Tuesday, July 28, 2009

"Putting on Christ" - Sermon for the 26th of July, St. Parascevi

In the Name of the Father, Son and Holy Spirit:

When it comes to crafting a sermon, I begin with a lot of prayer. I read the epistle and gospel selections, look at the saint commemorated on this day, consider the specific part of the yearly liturgical cycle that we are in, and then pray to God to give me the right words to give to you His people. Then it’s a matter of waiting until He motivates me in a particular direction. This is usually by a “still small voice,” a quiet certainty of what to say. Usually, but not always, and today is a prime example of when God pretty much hits one over the head with a two-by-four, saying: “Deliver this message!”

We’re celebrating a Baptism today, and the epistle reading for today (which is the one for St. Parascevi and hence tied specifically to this date) has a great deal to do with what baptism means for us. In preparing for this sermon I was utterly blown away by the complete appropriateness of what we heard to what we are about to do, yet it just goes to reinforce the fact that for us as Orthodox and Christians, there really aren’t any such things as mere coincidences. God is in charge, and He guides all events – whether we’re talking about small things such as the week-long process of developing a sermon or large things such as the million-years-long course of evolution on this planet – so that we are presented with the opportunities to choose to cooperate with Him on the path to our deification, theosis of both body and soul.

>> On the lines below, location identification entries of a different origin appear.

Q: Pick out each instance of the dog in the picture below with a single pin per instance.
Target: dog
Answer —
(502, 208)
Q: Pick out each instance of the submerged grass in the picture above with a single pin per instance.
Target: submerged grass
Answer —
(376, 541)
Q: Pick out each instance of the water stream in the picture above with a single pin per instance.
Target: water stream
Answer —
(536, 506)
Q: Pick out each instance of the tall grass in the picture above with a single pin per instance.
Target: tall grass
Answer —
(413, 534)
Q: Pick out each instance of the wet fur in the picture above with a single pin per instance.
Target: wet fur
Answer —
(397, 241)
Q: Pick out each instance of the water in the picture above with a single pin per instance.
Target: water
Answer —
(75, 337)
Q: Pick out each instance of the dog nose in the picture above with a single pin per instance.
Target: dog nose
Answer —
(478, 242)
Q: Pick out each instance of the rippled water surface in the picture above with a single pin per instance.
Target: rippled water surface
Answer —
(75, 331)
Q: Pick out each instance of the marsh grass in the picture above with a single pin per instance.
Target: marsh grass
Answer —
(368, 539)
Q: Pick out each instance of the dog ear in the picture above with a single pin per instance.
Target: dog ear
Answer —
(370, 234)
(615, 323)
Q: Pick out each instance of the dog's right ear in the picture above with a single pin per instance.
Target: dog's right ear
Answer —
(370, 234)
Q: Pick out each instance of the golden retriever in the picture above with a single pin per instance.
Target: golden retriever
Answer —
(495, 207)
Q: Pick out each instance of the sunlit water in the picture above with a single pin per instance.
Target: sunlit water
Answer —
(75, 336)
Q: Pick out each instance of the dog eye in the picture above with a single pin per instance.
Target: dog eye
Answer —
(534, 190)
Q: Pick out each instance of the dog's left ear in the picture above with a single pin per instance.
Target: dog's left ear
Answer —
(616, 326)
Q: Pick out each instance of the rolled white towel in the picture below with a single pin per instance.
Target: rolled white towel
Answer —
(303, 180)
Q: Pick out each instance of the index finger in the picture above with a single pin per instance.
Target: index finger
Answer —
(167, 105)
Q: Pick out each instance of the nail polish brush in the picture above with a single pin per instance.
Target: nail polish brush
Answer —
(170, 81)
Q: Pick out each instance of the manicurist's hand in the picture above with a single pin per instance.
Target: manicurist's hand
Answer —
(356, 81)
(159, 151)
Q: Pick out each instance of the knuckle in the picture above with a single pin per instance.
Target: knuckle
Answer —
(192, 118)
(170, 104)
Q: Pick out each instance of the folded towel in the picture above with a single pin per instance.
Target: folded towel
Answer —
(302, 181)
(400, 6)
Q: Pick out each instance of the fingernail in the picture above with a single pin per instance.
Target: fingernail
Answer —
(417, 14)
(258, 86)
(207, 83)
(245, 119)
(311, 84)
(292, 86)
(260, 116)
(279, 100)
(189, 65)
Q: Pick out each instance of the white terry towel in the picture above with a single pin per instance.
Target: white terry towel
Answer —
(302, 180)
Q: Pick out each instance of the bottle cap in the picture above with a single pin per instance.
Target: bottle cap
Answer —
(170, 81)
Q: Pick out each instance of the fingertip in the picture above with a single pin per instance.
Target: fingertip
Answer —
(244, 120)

St. Paul tells us today, “As many of you as have been baptized into Christ have put on Christ.” This verse has special use in the liturgical services of the Church. It replaces the Trisagion – the Holy God, Holy Mighty, Holy Immortal – in special Feastday Liturgies: the first Paschal Liturgy the morning of Holy Saturday, which in the ancient Church used to be the most common time for catechumens to be baptized; in the Theophany Liturgy celebrating Christ’s Baptism; and in the Liturgy for Christmas. It also occurs in the Baptismal Service right before the prokeimenon and epistle – which if you look closely you will see that it’s actually doing the same thing there, replacing the Trisagion, for Baptisms in the ancient Church were always done during the Liturgy, as entrance into the Church is perfected in Communion, and the service of Baptism pretty much retains the form of the ancient Baptismal Liturgy.

But what does it mean for us, to put on Christ?

St. Paul tells us today that “we are all sons of God through faith in Christ Jesus,” and that we are “heirs according to the promise.” An heir is one who will share in what his or her parents are and possess. Therefore, we are all of us called to, as St. Peter puts it, become “partakers of the divine nature.” This is theosis, deification. St. Athanasius the great explains it very forcefully in his work, On the Incarnation: “God became man so that human beings might become gods.” Theosis is the doctrine that is unique to the Orthodox Faith and which sets Orthodoxy apart from every other form of Christianity. Now it may seem to be an over-the-top claim, that we are all to be gods, but it really isn’t. There is a way to understand it which preserves the sovereignty of the One God while acknowledging that we are called to be gods. The committee of Orthodox scholars who put together the Orthodox Study Bible expressed this important point: “St. John of Damascus, writing in the eighth century, makes a remarkable observation. The word ‘God’ in the Scriptures refers not to the divine nature or essence, for that is unknowable. ‘God’ refers rather to the divine energies – the power and grace of God which we can perceive in the world. The Greek word for God, theos, comes from a verb meaning ‘run’, ‘see’, or ‘burn’. These are energy words, so to speak, not essence words.” Or, to phrase it another way, the title “God” does not just refer to what He is – which we will never know or become – but also refers equally to what He does, a co-participant in which we are each one of us called to become.

Energies are the qualities of God which flow out from Him, from His essence (though they are not the essence), His love, compassion, mercy… His creativity – an important one, that, since when we first meet God in Genesis He “created the heavens and the earth – qualities which permeate the whole of the created universe. “Putting on Christ” is our appropriation of these energies in our life in the Church, our part in synergeia – cooperation with God – that we may actualize our intimate communion with Him and with each other. The potential for that intimate communion is given us in the Incarnation, when the divine essence and the human essence were inseparably united in the one person of Jesus Christ… which is perhaps another meaning to be found in the use of the hymn, “As many of you as have been baptized into Christ have put on Christ.”, in the Liturgy for Nativity. It is the restoration of that intimate communion – expressed in the story of Genesis by Adam and Eve’s walking with God in the cool of the evening and which they lost for us by sin – that is our salvation, rather than the wiping out of a juridical debt or the appeasing of an angry God, the ever-deepening of it that is our deification.

It is that potential which we must appropriate and realize through participation in the Church, her life and mysteries. That is what little Lola will be called to do in just a little while; that is what we all have been called to do in our own baptism or chrismation, that our whole persons, body and soul, may be saved and deified. Amen.